Search code examples
pythonjsondata-analysis

fail to load data in iPython, following example from "Python for data analysis" ch2


I am just starting to learn Python from Wes McKinnney's book, "Python for data analysis". I installed Python using Enthought Canopy 1.5.2-win-64 (as Enthought does not seem to distribute EPDFree anymore, which is recommended in the book).

I am blocking at Wes' first example, which prevents me from doing the rest of the chapter. The first example reads the first line of a text file available at https://github.com/pydata/pydata-book/tree/master/ch02. Here is the code :

ipython --pylab
path = 'ch02/usagov_bitly_data2012-03-16-1331923249.txt'
open(path).readline()

I just get a newline ouptut '\n' whereas the output in the book is :

'{ "a": "Mozilla\\/5.0 (Windows NT 6.1; WOW64) AppleWebKit\\/535.11
(KHTML, like Gecko) Chrome\\/17.0.963.78 Safari\\/535.11", "c": "US", "nk":1,
"tz": "America\\/New_York", "gr": "MA", "g": "A6qOVH", "h": "wfLQtf", "l":
"orofrog", "al": "en-US,en;q=0.8", "hh": "1.usa.gov", "r":
"http:\\/\\/www.facebook.com\\/l\\/7AQEFzjSi\\/1.usa.gov\\/wfLQtf", "u":
"http:\\/\\/www.ncbi.nlm.nih.gov\\/pubmed\\/22415991", "t":1331923247, "hc":
1331822918, "cy": "Danvers", "ll": [ 42.576698, -70.954903 ] }\n'

Unfortunately, I do not know any JSON yet, but the file provided on Wes Mckinney's website does not seem to be exactly the same than the one on the book. Not sure if that could be the source of my problem.
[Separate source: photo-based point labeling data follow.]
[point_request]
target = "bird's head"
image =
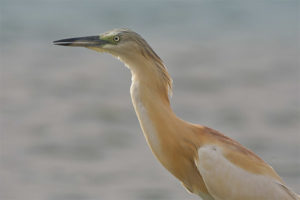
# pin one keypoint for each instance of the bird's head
(121, 43)
(129, 47)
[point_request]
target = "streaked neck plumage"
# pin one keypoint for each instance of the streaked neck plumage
(150, 97)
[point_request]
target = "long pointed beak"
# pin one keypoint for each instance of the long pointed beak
(89, 41)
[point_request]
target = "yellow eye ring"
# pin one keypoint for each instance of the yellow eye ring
(116, 38)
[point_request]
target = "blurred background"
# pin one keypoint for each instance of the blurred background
(68, 128)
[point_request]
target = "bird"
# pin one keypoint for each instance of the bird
(206, 162)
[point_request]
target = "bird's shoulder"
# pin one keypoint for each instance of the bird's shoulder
(234, 152)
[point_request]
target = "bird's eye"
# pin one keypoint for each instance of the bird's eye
(116, 38)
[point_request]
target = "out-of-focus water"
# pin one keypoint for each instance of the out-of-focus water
(68, 129)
I am new to Python, so any help would be greatly appreciated!


Solution

  • What is the actual content of that file on disk? Note that the path you pass to open(path).readline() is relative to whichever current directory you're in when you started ipython --pylab. However, you didn't get a "File not found" error so I assume a file exists in the right place.

    How did you retrieve the file to use it locally? The book isn't specific. Did you go to the github page and download the zip package? Use Git to download the whole repository? Right-click in the browser to save the file? Did you ensure you actually downloaded the raw file and not the HTML page representing the file?

    Edit: OP confirms the file they had was actually a right-clicked-saved file from the browser that was actually an HTML file, not the raw json file. The problem was fixed by downloading the whole package as a Zip from the repository's front page, and working from within that package.